Ele amou sua mulher Zezé durante a vida toda. Estudava Farmácia no Rio de Janeiro e estava no terceiro ano. Tinha vinte e quatro anos. Era o ano de 1924 e o Rio Antigo devia ser muito bonito.
Zezé, minha mãe, morava em São João Nepomuceno, em Minas. Tinha dezessete anos e era namorada dele. Nas férias se encontravam. Mas o amor foi mais forte que os estudos. Um dia, ele não aguentou de saudade, largou os estudos e voltou para São João. E casaram. Seu pai, o Vovô Ricardo, era um homem importante em são João e tinha muita influência na cidade. Vendo seu filho Ocacir, o mais velho dos catorze filhos, de volta e querendo casar, arranjou-lhe uma nomeação de Diretor do Grupo Escolar local. E meu pai a partir dali, virou Diretor de Grupo Escolar, orador e intelectual, muito querido pelas professoras.

Casaram e tiveram cinco filhos. Os três primeiros receberam uma educação muito rígida. Houve um intervalo grande até o meu nascimento. Com seis meses em São João, partiram para uma vida melhor em Visconde do Rio Branco, onde também foi Diretor do Grupo Escolar Carlos Soares.  Nesta cidade eu fui uma criança mais feliz do mundo. Por isso tenho imenso carinho com esta cidade e a considero mais de nascimento. Ali nasceu também o meu irmão mais novo.
Anos depois, já Inspetor Técnico de Ensino, fomos para Leopoldina onde ficamos até ele se aposentar. Éramos uma família tradicional mineira e vivíamos muito bem. Minha mãe já foi mais branda na educação dos dois filhos mais novos.
Era rigorosa e receava a traição do marido. Não falava nisso, mas nós filhos percebíamos. E uma vez ela suspeitou que ele agisse errado com a empregada. Mas não era verdade. Só percebi que ele estava triste e fora se refugiar num pequeno quarto meio esquecido da casa. Preocupada ou alarmada por suas feições, fui atrás sem que ele notasse. No refúgio, achando-se só, ele chorou. É muito triste ver um homem chorar. Retrocedi sem que ele notasse e fui para o quintal com meu coração machucado por vê-lo injustiçado e triste. Só.
Nesta narrativa percebo a formação do meu caráter.

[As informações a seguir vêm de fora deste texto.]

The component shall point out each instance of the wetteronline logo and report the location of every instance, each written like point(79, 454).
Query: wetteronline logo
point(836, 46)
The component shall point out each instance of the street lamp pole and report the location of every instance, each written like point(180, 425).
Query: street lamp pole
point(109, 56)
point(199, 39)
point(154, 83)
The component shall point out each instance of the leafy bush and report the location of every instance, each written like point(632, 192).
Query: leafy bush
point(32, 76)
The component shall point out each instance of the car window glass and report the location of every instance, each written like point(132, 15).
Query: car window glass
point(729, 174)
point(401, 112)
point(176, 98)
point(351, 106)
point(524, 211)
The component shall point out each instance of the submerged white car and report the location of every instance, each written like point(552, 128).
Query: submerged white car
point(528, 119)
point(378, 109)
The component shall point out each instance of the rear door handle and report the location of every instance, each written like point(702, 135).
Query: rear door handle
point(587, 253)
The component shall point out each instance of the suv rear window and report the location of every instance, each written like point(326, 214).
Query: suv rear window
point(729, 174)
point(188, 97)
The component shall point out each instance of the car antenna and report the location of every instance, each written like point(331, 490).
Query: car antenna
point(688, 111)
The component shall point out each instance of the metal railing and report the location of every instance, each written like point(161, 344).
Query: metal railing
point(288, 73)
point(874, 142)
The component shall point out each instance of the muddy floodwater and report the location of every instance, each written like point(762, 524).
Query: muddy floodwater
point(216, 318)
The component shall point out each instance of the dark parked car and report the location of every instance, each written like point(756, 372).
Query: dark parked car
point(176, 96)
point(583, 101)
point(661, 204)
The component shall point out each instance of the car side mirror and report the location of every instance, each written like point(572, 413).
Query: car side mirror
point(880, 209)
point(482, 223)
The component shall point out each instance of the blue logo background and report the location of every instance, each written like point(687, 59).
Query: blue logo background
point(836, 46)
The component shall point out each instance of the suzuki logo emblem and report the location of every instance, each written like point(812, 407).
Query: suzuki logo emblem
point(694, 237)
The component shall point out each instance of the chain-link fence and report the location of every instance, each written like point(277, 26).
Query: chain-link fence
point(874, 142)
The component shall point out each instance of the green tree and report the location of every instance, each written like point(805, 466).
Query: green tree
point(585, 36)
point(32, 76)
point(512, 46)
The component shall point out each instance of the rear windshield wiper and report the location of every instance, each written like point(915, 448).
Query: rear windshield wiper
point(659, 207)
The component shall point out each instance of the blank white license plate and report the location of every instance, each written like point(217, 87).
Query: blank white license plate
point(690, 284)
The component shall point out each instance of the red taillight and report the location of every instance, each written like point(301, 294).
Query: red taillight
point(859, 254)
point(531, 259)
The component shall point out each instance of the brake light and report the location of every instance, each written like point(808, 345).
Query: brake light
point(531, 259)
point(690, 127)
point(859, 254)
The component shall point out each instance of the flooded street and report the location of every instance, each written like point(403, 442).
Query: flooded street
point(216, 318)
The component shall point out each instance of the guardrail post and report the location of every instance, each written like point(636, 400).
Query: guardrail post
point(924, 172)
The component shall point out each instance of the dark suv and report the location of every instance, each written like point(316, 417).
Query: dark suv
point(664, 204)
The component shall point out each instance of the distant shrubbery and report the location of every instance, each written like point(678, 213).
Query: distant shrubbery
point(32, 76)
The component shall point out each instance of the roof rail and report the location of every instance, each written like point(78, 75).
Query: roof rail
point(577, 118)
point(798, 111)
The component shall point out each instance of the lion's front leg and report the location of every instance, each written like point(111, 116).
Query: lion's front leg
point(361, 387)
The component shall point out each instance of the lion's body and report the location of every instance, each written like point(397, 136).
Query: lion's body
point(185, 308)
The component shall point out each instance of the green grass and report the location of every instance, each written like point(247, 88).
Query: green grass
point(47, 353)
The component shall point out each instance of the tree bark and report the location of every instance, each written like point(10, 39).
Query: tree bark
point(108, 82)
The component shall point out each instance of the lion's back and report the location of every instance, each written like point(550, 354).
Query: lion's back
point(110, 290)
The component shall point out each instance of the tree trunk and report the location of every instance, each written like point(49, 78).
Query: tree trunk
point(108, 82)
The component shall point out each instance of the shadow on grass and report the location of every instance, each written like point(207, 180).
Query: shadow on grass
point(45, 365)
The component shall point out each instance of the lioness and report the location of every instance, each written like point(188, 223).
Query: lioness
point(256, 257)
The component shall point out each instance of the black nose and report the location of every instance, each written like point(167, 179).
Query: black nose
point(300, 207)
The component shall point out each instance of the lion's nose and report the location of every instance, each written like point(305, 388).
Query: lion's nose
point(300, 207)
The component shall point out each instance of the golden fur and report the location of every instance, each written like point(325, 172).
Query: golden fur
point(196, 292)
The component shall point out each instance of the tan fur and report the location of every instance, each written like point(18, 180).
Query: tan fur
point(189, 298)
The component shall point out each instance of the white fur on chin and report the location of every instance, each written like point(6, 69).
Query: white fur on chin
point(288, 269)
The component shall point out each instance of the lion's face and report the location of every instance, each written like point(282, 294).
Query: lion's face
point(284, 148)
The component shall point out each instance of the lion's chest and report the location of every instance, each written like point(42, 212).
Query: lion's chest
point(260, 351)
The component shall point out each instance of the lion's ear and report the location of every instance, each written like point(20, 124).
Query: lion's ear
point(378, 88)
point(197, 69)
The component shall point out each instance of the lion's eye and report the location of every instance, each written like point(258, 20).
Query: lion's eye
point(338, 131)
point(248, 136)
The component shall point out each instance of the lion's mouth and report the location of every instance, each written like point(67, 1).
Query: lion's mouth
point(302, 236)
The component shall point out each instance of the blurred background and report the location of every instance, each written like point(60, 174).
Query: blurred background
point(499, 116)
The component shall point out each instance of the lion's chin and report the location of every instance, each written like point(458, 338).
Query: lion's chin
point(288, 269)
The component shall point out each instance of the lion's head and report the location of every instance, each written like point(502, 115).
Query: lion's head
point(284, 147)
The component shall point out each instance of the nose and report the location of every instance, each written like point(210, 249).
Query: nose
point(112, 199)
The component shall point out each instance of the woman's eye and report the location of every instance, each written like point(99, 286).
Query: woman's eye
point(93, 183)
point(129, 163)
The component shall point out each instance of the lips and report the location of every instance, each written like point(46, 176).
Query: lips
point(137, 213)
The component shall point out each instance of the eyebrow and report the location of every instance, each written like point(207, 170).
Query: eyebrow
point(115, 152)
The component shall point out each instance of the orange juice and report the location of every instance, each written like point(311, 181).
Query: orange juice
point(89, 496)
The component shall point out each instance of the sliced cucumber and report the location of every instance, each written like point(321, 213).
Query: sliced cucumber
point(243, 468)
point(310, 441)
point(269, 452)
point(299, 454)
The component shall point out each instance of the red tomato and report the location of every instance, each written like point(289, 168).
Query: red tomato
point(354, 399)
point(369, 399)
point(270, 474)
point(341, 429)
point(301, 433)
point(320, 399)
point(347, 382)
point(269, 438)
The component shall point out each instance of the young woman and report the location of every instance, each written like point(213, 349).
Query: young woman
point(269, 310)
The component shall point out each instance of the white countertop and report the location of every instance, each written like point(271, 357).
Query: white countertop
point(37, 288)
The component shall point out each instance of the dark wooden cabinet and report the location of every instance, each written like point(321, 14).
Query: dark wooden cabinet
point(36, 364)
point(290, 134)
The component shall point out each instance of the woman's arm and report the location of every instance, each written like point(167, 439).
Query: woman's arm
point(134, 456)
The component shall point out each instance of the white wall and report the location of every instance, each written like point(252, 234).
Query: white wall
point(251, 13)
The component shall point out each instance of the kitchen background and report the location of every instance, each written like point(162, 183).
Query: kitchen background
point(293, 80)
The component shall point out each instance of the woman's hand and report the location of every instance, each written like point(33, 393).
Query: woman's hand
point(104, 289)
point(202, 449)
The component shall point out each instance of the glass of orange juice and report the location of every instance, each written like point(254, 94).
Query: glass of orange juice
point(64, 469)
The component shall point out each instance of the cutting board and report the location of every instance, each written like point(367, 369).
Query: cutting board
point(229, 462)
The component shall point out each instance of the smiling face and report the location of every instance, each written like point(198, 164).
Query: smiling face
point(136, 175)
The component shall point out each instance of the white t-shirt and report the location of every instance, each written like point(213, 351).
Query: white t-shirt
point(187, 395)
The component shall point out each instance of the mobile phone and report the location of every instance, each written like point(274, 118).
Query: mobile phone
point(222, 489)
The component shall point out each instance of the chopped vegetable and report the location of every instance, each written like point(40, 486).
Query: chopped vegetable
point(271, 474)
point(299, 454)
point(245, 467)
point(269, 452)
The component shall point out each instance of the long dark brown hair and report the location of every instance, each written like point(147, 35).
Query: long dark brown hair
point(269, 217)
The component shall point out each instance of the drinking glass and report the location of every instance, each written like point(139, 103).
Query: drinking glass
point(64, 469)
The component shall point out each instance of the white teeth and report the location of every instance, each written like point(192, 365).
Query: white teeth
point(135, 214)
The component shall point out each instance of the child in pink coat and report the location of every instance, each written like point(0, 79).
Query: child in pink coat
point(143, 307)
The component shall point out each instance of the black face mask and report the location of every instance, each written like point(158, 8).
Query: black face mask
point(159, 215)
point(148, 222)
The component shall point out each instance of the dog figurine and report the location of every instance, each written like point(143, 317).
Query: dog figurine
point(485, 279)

Os anos se passaram e viemos para Petrópolis, RJ.
Quando ele morreu,  a minha mãe sentiu-se temerosa que os filhos a julgassem de alguma coisa. Chamou-me para sair com ela, quase obrigou e foi comigo numa loja da Avenida comprar materiais de revestimento de piso e paredes do banheiro do sítio que ela me dera. Horrível, eu não tinha o menor interesse naquilo, pois parecia que o mundo tinha que acabar no dia seguinte da sua morte.

Ela o amava também como ele a ela, ele era o seu esteio.

Esta é uma história triste de contar.